Scammers buy a cheap token, pump it with bots, fake accounts, and deepfakes of familiar faces, then dump at the peak and abandon retail buyers with nothing. Pump-and-dump signatures showed in 3.59% of all tokens launched in 2024, and the scheme is not crypto-only, as four Australians found in December 2025 when courts sentenced them for rigging stock prices.

Dating scams and emotional manipulation.

Romance scams persist, and AI made them more lifelike and personal. Dating platforms top every sector at a 6.3% fraud rate, over twice what financial services logs. A scammer assembles a convincing profile, sometimes backed with deepfake photos or video, and once trust sets in the ask appears: a medical crisis, a guaranteed crypto bet, a wallet to top up.

In October 2024, Hong Kong police arrested 27 people running a deepfake romance ring that used face-swapping and voice-changing tools to lure victims into fake crypto investments over live video calls, with losses in the millions. The safeguard is plain and works: check names, photos, and bios online, and greet any money request with suspicion regardless of how gently it is framed.

Old fraud tactics that still work.

The standbys keep paying off. Fraud-as-a-service puts heavy attacks within reach of anyone with dark web access. Formjacking buries malicious code in payment forms to skim card details mid-checkout without a visible clue.

Click fraud uses bots to pad ad spend, fake crypto exchanges pocket deposits and vanish, and flash loan attacks twist DeFi smart contracts to warp prices. Ransomware crews demand crypto after encrypting data, and data poisoning corrupts the inputs that fraud detection relies on, weakening it from within.

Emerging threats to watch in 2026

AI overhauled the whole arena.

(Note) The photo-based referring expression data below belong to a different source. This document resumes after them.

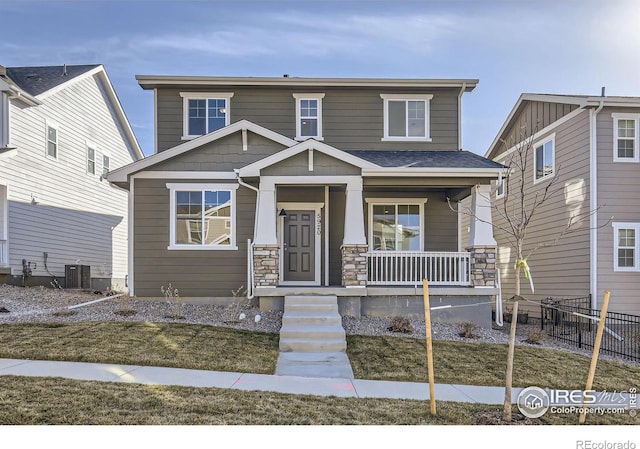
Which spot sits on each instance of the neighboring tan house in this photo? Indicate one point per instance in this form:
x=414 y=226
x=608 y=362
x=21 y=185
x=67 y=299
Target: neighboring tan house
x=592 y=144
x=308 y=185
x=62 y=129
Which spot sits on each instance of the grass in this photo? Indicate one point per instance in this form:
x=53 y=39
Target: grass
x=404 y=359
x=181 y=345
x=25 y=400
x=39 y=401
x=174 y=345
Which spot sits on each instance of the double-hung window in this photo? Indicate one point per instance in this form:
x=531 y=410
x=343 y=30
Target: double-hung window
x=202 y=216
x=396 y=224
x=406 y=117
x=52 y=140
x=544 y=159
x=204 y=112
x=626 y=243
x=106 y=164
x=308 y=116
x=626 y=137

The sophistication shift led off, with advanced fraud up 180% in 2025. AI-assisted forgery rose to 2% of fake documents from zero a year earlier. Fraud rates fell in the EU and US while rising 9.3% in Africa, 16.4% in APAC, and 19.8% in the Middle East.

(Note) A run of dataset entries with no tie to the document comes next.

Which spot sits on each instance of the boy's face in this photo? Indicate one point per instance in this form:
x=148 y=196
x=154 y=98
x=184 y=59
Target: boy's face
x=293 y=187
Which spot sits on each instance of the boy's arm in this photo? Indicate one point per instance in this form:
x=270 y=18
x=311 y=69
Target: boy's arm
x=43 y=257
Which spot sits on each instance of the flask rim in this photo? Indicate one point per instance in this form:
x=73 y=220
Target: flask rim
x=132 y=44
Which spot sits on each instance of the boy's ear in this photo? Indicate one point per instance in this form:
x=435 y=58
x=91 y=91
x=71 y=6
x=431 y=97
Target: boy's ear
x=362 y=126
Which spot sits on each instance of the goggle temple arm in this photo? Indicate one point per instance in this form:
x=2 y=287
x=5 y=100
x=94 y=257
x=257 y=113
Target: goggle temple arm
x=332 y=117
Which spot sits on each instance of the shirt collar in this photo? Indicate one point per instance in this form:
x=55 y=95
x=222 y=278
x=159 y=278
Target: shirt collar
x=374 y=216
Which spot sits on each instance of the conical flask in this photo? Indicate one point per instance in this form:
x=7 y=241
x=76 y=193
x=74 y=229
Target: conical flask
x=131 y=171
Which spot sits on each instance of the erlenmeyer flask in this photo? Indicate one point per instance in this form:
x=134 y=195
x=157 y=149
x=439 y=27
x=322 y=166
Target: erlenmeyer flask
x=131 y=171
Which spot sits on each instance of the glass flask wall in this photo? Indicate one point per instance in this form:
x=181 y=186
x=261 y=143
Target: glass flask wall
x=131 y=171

AI fraud agents settled in for good, and criminals graduated to telemetry tampering, hitting the data pipelines beneath identity checks rather than the documents on the surface.

How users and businesses can stay safe.

The 2026 picture is unsettling for solid reasons, with criminals wielding these tools to crack old defenses and chip away at any sense of who deserves trust. People guard themselves best by easing off the accelerator: confirm any request for payment or sensitive data, ignore links from strangers, switch on multi-factor authentication where it matters, and keep devices patched.

A single pause before a transfer, or a check through another channel, can stop a polished scam in its tracks. Companies need layered, adaptable defense, mixing AI-powered real-time monitoring with adaptive verification, device intelligence, and biometric checks to catch trouble before it spreads.